Should I remove this task as potentially wasting CPU time that could be used on other projects ?

Had about 30 projects pause = crash at this point?

Tristan Olive ID: 22 Posts: 283
14 Oct 2020 03:35 PM

It should be ok to let it go. Research projects sometimes need to make some adjustments to their jobs if they are seeing errors. If this particular one does not manage to finish successfully, it will expire and report what the trouble was. In the meantime, it should not tie up your CPU much, but should roll over to a job that is not having problems.

If that isn't true, and this particular job is showing as running for a long time even though it isn't doing anything, you can remove it to expedite the process of it being reported back as problematic. The general Charity Engine approach is that everything is automated and you don't need to intervene, but you can certainly do so if you think that is for the best.

IB
Ian Baker ID: 6761996 Posts: 10
14 Oct 2020 04:46 PM

Thanks Tristan

The reason I interrviend was because the jobs stopped, but also stoped any others running (cpu+0%). Had a long list of 'waiting to run' with no work being done and 20+ jobs 70% complete with errors. Reset the project which deleted them all and then other projects carried on and got to work. Only rosetta and WCG stable. The others do the same LHC and cosmology ??? For the time being set cosmology to not receive any more tasks as just stopping the machine doing any work. 
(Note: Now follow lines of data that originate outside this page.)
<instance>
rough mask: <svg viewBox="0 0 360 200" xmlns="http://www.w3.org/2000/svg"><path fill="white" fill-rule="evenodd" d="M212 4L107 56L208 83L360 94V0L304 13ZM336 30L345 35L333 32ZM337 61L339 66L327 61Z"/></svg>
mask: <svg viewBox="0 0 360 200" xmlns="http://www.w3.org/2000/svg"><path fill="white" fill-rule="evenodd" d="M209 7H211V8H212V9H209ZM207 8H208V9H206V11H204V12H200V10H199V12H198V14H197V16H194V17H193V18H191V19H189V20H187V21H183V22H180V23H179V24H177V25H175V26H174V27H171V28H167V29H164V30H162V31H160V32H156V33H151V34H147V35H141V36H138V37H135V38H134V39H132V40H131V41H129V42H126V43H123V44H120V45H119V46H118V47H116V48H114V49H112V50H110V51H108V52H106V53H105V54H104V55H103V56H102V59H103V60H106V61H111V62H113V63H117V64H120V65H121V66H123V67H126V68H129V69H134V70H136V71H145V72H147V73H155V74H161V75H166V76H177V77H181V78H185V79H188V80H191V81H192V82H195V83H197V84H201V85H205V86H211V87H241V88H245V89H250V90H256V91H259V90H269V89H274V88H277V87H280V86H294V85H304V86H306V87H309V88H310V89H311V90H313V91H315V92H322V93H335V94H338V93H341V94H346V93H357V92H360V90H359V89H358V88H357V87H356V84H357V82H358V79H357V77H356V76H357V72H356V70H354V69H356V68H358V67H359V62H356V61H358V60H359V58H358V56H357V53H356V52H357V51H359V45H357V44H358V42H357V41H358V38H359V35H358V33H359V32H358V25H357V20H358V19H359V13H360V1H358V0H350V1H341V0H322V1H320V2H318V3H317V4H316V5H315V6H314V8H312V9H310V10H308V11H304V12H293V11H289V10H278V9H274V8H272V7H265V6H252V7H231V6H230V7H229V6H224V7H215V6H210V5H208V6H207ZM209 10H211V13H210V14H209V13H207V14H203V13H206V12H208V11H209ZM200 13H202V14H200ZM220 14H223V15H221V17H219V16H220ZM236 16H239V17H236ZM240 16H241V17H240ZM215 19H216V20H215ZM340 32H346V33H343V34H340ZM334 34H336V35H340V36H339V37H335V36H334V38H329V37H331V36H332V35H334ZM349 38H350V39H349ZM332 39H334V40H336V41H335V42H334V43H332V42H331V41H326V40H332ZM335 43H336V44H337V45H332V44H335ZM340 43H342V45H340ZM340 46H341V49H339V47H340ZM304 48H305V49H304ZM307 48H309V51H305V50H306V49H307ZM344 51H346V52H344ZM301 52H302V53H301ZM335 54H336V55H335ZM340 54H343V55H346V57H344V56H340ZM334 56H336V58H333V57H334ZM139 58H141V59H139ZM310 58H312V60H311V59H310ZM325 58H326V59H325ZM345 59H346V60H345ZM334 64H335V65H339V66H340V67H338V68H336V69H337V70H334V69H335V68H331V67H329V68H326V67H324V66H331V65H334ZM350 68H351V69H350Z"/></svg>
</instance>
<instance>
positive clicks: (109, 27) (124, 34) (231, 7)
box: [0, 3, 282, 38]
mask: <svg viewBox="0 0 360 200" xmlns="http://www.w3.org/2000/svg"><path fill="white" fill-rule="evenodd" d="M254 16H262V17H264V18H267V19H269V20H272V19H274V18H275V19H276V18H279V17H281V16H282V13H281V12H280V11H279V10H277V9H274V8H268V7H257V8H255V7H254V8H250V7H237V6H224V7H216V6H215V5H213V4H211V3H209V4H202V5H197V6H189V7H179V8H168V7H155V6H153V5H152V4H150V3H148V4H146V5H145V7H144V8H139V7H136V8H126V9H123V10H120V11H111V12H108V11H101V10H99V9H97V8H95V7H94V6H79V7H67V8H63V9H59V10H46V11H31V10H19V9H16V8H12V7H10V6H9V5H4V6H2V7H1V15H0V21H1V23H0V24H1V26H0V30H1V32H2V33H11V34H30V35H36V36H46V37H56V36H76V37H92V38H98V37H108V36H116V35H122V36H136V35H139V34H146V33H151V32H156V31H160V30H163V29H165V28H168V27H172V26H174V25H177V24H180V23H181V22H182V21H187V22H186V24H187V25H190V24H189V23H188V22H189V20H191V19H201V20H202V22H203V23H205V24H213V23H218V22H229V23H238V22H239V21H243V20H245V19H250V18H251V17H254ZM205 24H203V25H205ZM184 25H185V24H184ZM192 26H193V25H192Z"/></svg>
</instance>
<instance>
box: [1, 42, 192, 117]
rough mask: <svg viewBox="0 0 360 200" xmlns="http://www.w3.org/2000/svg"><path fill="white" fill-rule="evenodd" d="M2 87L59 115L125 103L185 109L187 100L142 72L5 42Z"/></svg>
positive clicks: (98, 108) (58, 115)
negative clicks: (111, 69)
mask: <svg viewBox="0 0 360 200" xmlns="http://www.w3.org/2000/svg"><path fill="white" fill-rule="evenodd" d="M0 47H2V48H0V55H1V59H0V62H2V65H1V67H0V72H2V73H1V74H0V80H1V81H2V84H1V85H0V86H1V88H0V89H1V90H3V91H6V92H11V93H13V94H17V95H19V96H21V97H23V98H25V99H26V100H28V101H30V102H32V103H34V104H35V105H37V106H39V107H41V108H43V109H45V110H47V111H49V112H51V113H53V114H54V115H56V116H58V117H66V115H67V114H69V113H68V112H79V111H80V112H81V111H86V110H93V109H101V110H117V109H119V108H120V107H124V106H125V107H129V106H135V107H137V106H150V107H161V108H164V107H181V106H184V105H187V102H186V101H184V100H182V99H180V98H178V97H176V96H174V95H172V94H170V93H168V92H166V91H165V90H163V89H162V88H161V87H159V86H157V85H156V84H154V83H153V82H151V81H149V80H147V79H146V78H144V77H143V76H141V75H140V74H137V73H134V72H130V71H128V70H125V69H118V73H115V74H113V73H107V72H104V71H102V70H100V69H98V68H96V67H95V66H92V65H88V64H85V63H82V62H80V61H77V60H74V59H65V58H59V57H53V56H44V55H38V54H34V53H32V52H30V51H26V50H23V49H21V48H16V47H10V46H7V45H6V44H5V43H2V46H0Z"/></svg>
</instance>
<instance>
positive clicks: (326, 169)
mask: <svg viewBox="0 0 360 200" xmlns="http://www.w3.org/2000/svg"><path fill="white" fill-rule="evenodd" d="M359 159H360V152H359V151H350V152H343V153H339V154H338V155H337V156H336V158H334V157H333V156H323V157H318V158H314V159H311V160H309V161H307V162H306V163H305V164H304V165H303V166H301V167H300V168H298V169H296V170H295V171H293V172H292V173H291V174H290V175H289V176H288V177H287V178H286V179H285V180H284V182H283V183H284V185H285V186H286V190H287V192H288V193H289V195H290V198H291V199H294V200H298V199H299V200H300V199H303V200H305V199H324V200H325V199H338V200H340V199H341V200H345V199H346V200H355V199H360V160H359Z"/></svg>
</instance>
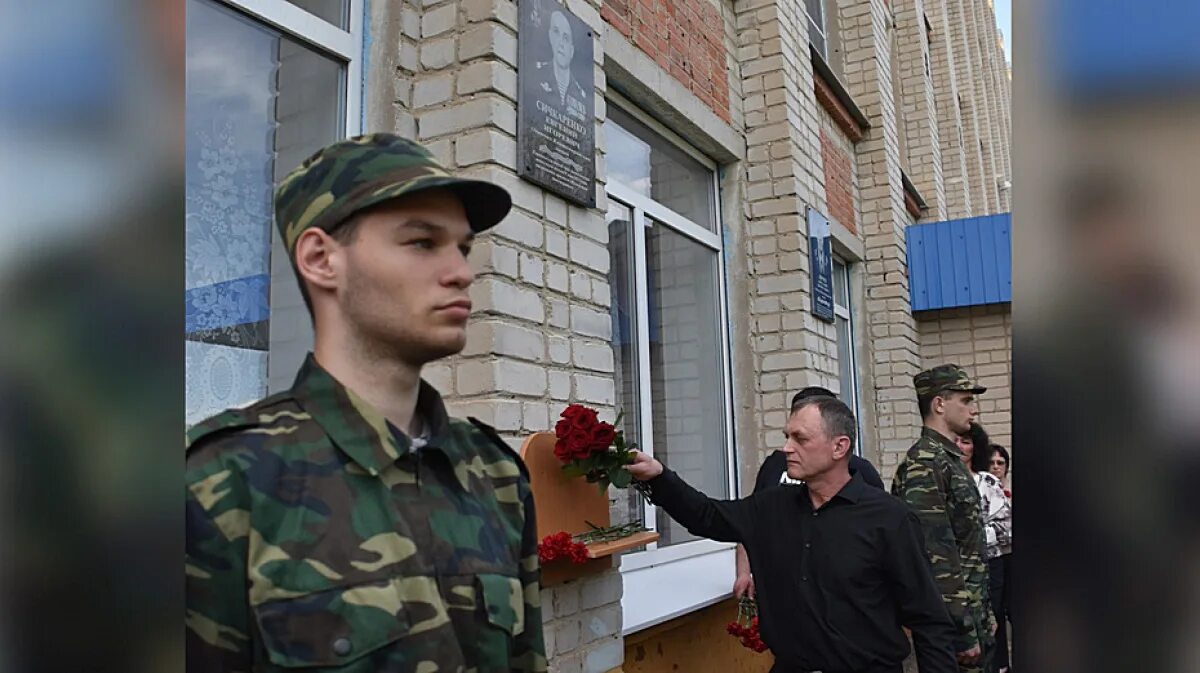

Maybe my setuop does not like the tasks ???  I'll see in a week if they can complete on this machine. I think it maybe my end because they are running ok on my smaller, slower machine, however LHC wont work on both

Tristan Olive ID: 22 Posts: 283
15 Oct 2020 03:30 AM

I'd wonder if it's an issue with VirtualBox on your system. Both Cosmology and LHC make use of that. You could try removing VirtualBox, if you don't otherwise use it, and that should stop those projects from sending VirtualBox jobs that don't work.